DARMSTADT. Der Begriff „Anti-Abschiebe-Industrie“ ist zum Unwort des Jahres gewählt worden. Dabei handelt es sich um eine Wortschöpfung des CSU-Landesgruppenchefs im Bundestag, Alexander Dobrindt. Er hatte im Mai beklagt, in Deutschland sei eine „aggressive Anti-Abschiebe-Industrie“ am Werk, die alle rechtlichen Mittel ausschöpfe, um Abschiebungen abgelehnter Asylbewerber zu verhindern.

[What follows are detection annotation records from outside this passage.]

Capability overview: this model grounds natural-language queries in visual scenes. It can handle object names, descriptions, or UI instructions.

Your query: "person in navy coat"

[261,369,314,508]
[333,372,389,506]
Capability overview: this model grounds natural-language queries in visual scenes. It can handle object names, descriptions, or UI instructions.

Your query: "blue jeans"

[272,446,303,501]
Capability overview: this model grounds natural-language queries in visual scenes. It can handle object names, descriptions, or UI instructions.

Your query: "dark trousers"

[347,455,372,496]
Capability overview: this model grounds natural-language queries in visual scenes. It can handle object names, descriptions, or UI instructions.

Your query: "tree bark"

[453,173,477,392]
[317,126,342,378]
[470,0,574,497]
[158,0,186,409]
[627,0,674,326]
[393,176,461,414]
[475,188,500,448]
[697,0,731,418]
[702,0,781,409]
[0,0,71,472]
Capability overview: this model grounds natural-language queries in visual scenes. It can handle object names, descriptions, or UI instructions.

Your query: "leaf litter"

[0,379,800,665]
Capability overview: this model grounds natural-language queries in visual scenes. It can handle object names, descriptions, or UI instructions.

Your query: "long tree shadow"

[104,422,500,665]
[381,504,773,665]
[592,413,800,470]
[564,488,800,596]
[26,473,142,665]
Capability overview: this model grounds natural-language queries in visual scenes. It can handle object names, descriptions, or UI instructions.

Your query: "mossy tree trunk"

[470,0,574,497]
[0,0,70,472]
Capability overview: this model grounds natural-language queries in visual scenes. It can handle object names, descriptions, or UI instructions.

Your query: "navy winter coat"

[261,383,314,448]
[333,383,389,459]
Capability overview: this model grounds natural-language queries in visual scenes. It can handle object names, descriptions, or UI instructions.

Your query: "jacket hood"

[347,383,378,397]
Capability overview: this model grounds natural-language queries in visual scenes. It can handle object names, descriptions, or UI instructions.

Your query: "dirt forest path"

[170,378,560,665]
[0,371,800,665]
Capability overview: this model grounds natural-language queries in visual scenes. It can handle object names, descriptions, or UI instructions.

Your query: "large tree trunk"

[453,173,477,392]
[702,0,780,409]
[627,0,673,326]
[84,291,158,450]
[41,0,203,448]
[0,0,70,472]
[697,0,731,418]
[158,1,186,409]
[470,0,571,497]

Für die Jury ist der Ausdruck dagegen ein Beleg, „wie sich der politische Diskurs sprachlich und in der Sache nach rechts verschoben hat und sich damit auch die Sagbarkeitsregeln in unserer Demokratie in bedenklicher Weise verändern“. Die Formulierung sei ein „offensichtlicher Kampfbegriff“.

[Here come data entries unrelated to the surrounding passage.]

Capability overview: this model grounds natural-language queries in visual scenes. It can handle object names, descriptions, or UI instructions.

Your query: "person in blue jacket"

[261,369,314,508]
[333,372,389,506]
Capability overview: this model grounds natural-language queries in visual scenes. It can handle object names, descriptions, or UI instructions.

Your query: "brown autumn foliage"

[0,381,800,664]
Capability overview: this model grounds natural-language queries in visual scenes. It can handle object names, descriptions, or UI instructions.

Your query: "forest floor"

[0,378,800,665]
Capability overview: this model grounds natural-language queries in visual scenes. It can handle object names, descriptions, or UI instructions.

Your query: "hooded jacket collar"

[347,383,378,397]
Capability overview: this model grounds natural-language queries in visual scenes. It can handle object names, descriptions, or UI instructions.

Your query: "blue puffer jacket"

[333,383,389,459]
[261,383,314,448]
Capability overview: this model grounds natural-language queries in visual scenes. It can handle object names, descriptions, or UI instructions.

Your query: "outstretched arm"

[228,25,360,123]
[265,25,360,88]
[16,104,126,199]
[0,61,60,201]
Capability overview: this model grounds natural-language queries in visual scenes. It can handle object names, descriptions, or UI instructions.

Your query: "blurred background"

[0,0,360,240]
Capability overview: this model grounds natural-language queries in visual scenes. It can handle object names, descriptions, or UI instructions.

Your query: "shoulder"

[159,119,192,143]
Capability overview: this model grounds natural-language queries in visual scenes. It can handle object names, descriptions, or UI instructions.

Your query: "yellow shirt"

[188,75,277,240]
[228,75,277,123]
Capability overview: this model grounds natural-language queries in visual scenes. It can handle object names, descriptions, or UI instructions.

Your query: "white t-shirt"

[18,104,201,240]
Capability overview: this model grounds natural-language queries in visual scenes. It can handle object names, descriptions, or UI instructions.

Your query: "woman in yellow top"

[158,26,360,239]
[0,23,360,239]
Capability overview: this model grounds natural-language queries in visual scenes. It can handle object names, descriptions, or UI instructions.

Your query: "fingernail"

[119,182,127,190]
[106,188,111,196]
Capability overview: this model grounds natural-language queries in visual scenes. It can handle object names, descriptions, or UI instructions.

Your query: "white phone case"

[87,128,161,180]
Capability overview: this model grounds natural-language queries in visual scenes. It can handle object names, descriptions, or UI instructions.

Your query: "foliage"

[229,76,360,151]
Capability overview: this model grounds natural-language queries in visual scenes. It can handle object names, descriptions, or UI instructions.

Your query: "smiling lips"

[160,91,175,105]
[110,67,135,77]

Die Sprachwissenschaftlerin Nina Janich von der TU Darmstadt ist Sprecherin des Gremiums, das aus Publikumseinsendungen seit 1991 das Unwort des Jahres kürt. Der Begriff muß nach den Maßstäben der Jury gegen die Menschenwürde oder die Demokratie gerichtet sein. Im vergangenen Jahr fiel die Wahl auf den Begriff „Alternative Fakten“, im Jahr zuvor war es das Wort „Volksverräter“. (tb)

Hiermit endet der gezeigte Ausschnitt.